The Great Redundancy elevates deputy to the Speaker's hot seat
Speaker Anna Burke at Parliament House yesterday. Photo: Andrew Meares
ANNA Burke could scarcely have imagined when she entered the Federal Parliament in 1998 that 14 years later she would become - in the most extraordinary of circumstances - the second female Speaker of the House of Representatives.
She had been an official with the Finance Sector Union for five years before she entered Parliament, angered at the increasing number of redundancies as the big banks and other financial institutions made ever-bigger profits.
The continuation of large-scale redundancies, the contracting out of jobs and the casualisation of the workforce, she said in her first speech to Parliament, all led to a ''reduced feeling of job security amongst employees''.
She decried ''the decline of collectivism in the face of rampant individualism''.
All these years later, she is suddenly, officially, the most powerful individual in the House, her job won through the most spectacular redundancy in recent parliamentary history and required to umpire 150 MPs, a lot of them rampant individuals concerned about their own job security, though bound, most of them, into opposing collectives.
It might be enough to make a head spin, but Ms Burke is considered by her colleagues on all sides to have a cool head on her shoulders, even if the social media world spent an inordinate amount of tweets commenting on her fly-away hairstyle when she first came to regular notice in the Speaker's chair.

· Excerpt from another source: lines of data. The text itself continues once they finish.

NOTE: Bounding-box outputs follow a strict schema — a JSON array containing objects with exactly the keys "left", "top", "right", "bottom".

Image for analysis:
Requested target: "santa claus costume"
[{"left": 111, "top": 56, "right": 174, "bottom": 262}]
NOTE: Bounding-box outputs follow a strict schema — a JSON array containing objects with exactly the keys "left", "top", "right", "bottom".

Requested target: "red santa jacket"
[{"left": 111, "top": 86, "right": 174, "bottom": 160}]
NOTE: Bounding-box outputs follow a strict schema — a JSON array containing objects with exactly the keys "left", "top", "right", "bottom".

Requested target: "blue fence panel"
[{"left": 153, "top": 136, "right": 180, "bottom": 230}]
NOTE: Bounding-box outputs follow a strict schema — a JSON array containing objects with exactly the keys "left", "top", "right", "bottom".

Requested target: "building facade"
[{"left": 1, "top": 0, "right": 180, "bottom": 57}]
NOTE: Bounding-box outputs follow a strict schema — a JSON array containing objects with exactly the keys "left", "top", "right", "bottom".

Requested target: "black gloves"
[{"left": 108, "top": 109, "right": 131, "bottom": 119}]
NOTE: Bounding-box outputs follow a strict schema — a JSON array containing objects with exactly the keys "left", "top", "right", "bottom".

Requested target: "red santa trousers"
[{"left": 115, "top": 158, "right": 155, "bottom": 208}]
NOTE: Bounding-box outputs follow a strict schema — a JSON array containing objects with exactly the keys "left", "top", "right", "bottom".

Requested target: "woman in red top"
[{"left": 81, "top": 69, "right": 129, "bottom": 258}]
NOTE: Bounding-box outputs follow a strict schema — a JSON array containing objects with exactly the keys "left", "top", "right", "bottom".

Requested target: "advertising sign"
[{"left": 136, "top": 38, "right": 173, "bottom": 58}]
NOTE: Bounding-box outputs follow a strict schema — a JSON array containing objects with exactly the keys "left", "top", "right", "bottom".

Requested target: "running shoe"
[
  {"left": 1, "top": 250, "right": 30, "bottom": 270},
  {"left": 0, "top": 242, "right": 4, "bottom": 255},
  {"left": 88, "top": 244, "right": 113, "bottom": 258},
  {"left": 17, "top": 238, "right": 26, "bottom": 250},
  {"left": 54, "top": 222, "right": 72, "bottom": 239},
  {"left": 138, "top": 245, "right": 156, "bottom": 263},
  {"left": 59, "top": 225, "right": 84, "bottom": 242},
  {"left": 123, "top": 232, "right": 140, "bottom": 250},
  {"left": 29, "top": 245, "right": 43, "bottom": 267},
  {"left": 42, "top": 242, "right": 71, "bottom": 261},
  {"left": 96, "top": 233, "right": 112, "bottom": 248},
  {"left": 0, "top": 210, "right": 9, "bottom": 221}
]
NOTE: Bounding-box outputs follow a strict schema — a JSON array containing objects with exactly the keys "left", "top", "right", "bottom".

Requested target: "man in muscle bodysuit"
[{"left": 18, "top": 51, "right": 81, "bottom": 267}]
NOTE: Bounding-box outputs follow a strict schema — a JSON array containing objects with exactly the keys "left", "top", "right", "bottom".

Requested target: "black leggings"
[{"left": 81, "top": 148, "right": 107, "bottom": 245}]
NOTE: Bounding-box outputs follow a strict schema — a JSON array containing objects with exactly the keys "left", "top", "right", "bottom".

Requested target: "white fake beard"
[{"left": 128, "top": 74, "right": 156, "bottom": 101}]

That was six months ago, when she was required to act as Speaker in the absence of the real Speaker, the now redundant Peter Slipper. She was officially Deputy Speaker, a job that doesn't normally attract much attention. But the regularly fractious hung Parliament became her daily stage, and her elevation on Tuesday evening in the wake of Peter Slipper's teary resignation seemed hardly more than a formality.
Ms Burke would likely otherwise never have risen to particular prominence in Canberra's heady atmosphere. Though a member of Labor's Right, she has never been considered a hard factional player, let alone positioned herself as a ''faceless woman'' in recent Labor power plays and leadership ructions.
Her most effective political ground is her own electorate, according to close colleagues. It has been her home since birth: her parents, Bernard and Joan, bought in the suburb of Ashwood, brought up their five children there, and could never afford, she says, to leave.
Ms Burke may not have been a factional player, but she has achieved one of the more difficult tasks for a female politician: mothering two children, Madeleine, 12, and John, 10. Indeed, she was the first politician outside an ACT electorate to become a mother while an MP. Accepting the role as Speaker this week, she paid tribute to her husband, Steve, for making it possible to be a politician parent.
''None of us can do these roles without our family support,'' she said. ''None of us are here on our own. Without our staff, without our electorates and without our families we do not do this job.''
The seat of Chisholm, based around Box Hill in Melbourne's eastern suburbs, was held by the Liberals' Dr Michael Wooldridge until he jumped to Casey in 1998. Ms Burke captured the seat in the swing to the Labor Party that almost unseated the Howard government that year.
Through astute and constant grassroots work throughout the electorate's varied communities, Ms Burke has converted Chisholm from marginal to relatively secure Labor territory. Following a redistribution, her vote is estimated at 55.7 per cent.
Ms Burke said in that first speech to Parliament in 1998 that she was inspired by the woman after whom the electorate was named. Caroline Chisholm was famed for her work among poor immigrants to New South Wales and the goldfields of Victoria, and Ms Burke has made it her business to reach out to immigrants within her electorate, who make up more than 30 per cent of its voting population.
She also listened hard to the elderly, and has spoken of visiting a senior citizens' club in Oakleigh where she met a woman who was deeply upset that Centrelink required her to discuss sensitive issues using an impersonal ''phone-based interactive service''.
''One day we, too, will grow old,'' Ms Burke commented.
She is only 44, though the Speaker's chair has been known to put years on its incumbent.